The fate of a U.N. panel launched 15 years ago to monitor the implementation of sanctions against North Korea appears increasingly in question as Russia has voted against its continuation for the first time as part of recent efforts to favor Pyongyang in closely-watched diplomatic matters.

Last month, Russia vetoed a resolution of the U.N. Security Council that would have reauthorized the auxiliary panel to check possible evasions of the punitive measures against Pyongyang under a council committee. The resolution was supported by 13 of the 15 council members, with China abstaining.

Established in 2009 in the wake of a nuclear test by Pyongyang, the panel had its mandate renewed each year with the main U.N. security body's unanimous approval.
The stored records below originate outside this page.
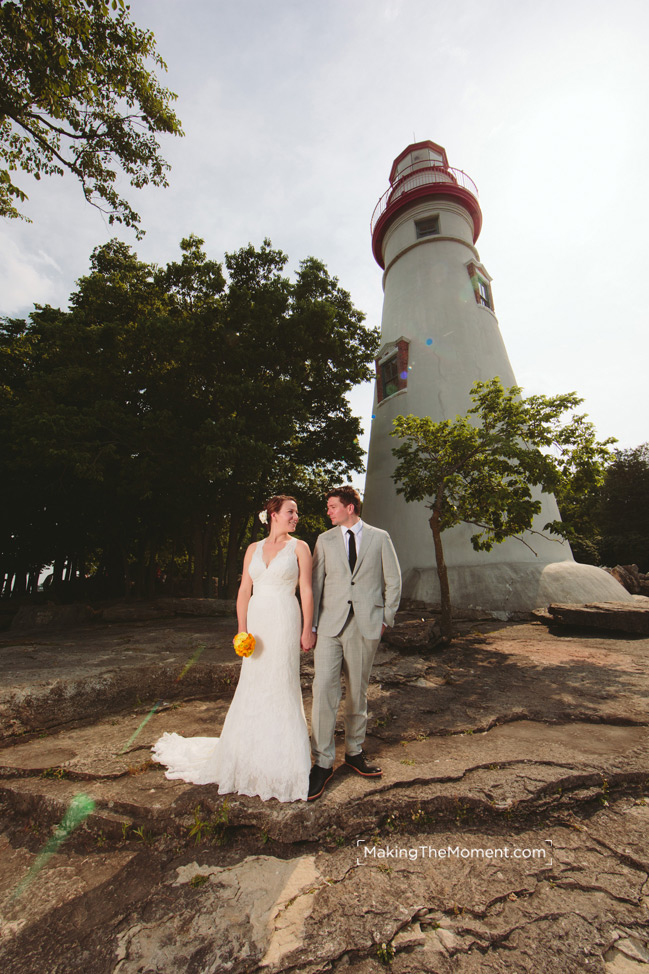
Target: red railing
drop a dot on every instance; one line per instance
(416, 176)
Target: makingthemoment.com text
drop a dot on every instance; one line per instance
(450, 852)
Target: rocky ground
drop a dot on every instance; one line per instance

Even after its invasion of Ukraine began in 2022, Russia, a veto-wielding permanent member, had voted twice in the council to maintain the sanctions watchdog.
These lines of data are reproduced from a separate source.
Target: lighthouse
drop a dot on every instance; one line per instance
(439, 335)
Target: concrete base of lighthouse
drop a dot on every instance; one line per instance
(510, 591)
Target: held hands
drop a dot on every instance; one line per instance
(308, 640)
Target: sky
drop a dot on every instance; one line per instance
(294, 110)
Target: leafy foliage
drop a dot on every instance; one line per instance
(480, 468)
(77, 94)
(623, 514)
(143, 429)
For the March resolution, however, submitted ahead of the panel's April 30 expiration, Moscow sought to tie the yearly renewal to a review of all current sanctions, an idea that would allow any permanent member to block the council's existing punitive measures against Pyongyang from continuing.

Russian ambassador to the United Nations Vassily Nebenzia (front R) speaks at a U.N. Security Council meeting at the U.N. headquarters in New York on March 28, 2024. (Kyodo)

"The most likely culprit is the arms deal with North Korea" that Russia is believed to have struck in violation of the sanctions, said Jeffrey Lewis, a U.S. expert on nuclear nonproliferation.

Russian President Vladimir Putin held talks with North Korean leader Kim Jong Un in September in Vladivostok, following a visit by Defense Minister to North Korea to meet with Kim two months earlier.

Lewis, a professor at the Middlebury Institute of International Studies at Monterey, told Kyodo News that he believes the two countries made an arms agreement during the period.

He had observed through satellite imagery that there were "hundreds of shipping containers consistently visible" at North Korea's border city of Rajin, which he evaluates as the location of its clandestine arms exports to Russia.

"It's hard to put a specific number on it, but it is a very significant trade," Lewis said, noting that North Korea is an inexpensive producer of munitions compatible with Russian military systems.

North Korean leader Kim Jong Un (2nd from L, front row) speaks with Russian Defense Minister Sergei Shoigu (3rd from L, front row) in Vladivostok, Russia, on Sept. 16, 2023. (KCNA/Kyodo)

The United States and its allies have criticized Russia for helping Pyongyang evade sanctions by purchasing military equipment and munitions, including ballistic missiles, to use in its invasion of Ukraine, an accusation Moscow has denied.

"Pyongyang is denied everything," Russian ambassador Vassily Nebenzia said at a U.N. General Assembly debate earlier this month, defending its veto of the council resolution to renew the panel of experts.

"All the words of Western countries about their interest in dialogue on sanctions assessment are empty rhetoric," Nebenzia said.

Condemning what he called "draconian restrictions" against Pyongyang, Nebenzia said Russia would propose a resolution to extend the panel for one year with a requirement for the Security Council to review sanctions against the country.

The most recent report released by the panel, made public in March, included an investigation of 58 suspected cyberattacks by North Korea against cryptocurrency-related companies between 2017 and 2023, valued at around $3 billion.

Aaron Arnold, who served as a U.S. finance expert on the panel from 2019 to 2021, called Russia's veto "unfortunate" and said its decision "flies in the face" of a years-long consensus around keeping the panel.

North Korean leader Kim Jong Un (front L) and Russian President Vladimir Putin (front R) share a laugh as they meet at the Vostochny Cosmodrome space launch center in the Russian Far East on Sept. 13, 2023. (KCNA/Kyodo)

"I think this is very much an attempt to shade and obfuscate Russia's just blatant violations of North Korea sanctions," said Arnold, a senior associate fellow at the Royal United Services Institute of Britain.

Because the panel's reports required unanimous agreement from the experts, Arnold said, they had earned substantial global trust and demonstrated how the world agreed that North Korea has been evading sanctions.

The panel is made up of five experts from the permanent members of the Security Council alongside one each from Japan and South Korea, with a rotating eighth expert from any other U.N. member country.

"Without the panel, the United Nations would lose an entity that functions as 'eyes' to monitor the implementation of the sanctions from neutral viewpoints and makes the situations public," said Maiko Takeuchi, another former member of the panel, adding, "The number of sanction violations by North Korea would increase."

Meeting in Washington on April 10, Japanese Prime Minister Fumio Kishida and U.S. President Joe Biden called on countries to "fully implement all relevant UNSC resolutions" on North Korea, "especially in light of Russia's recent veto," in a joint statement.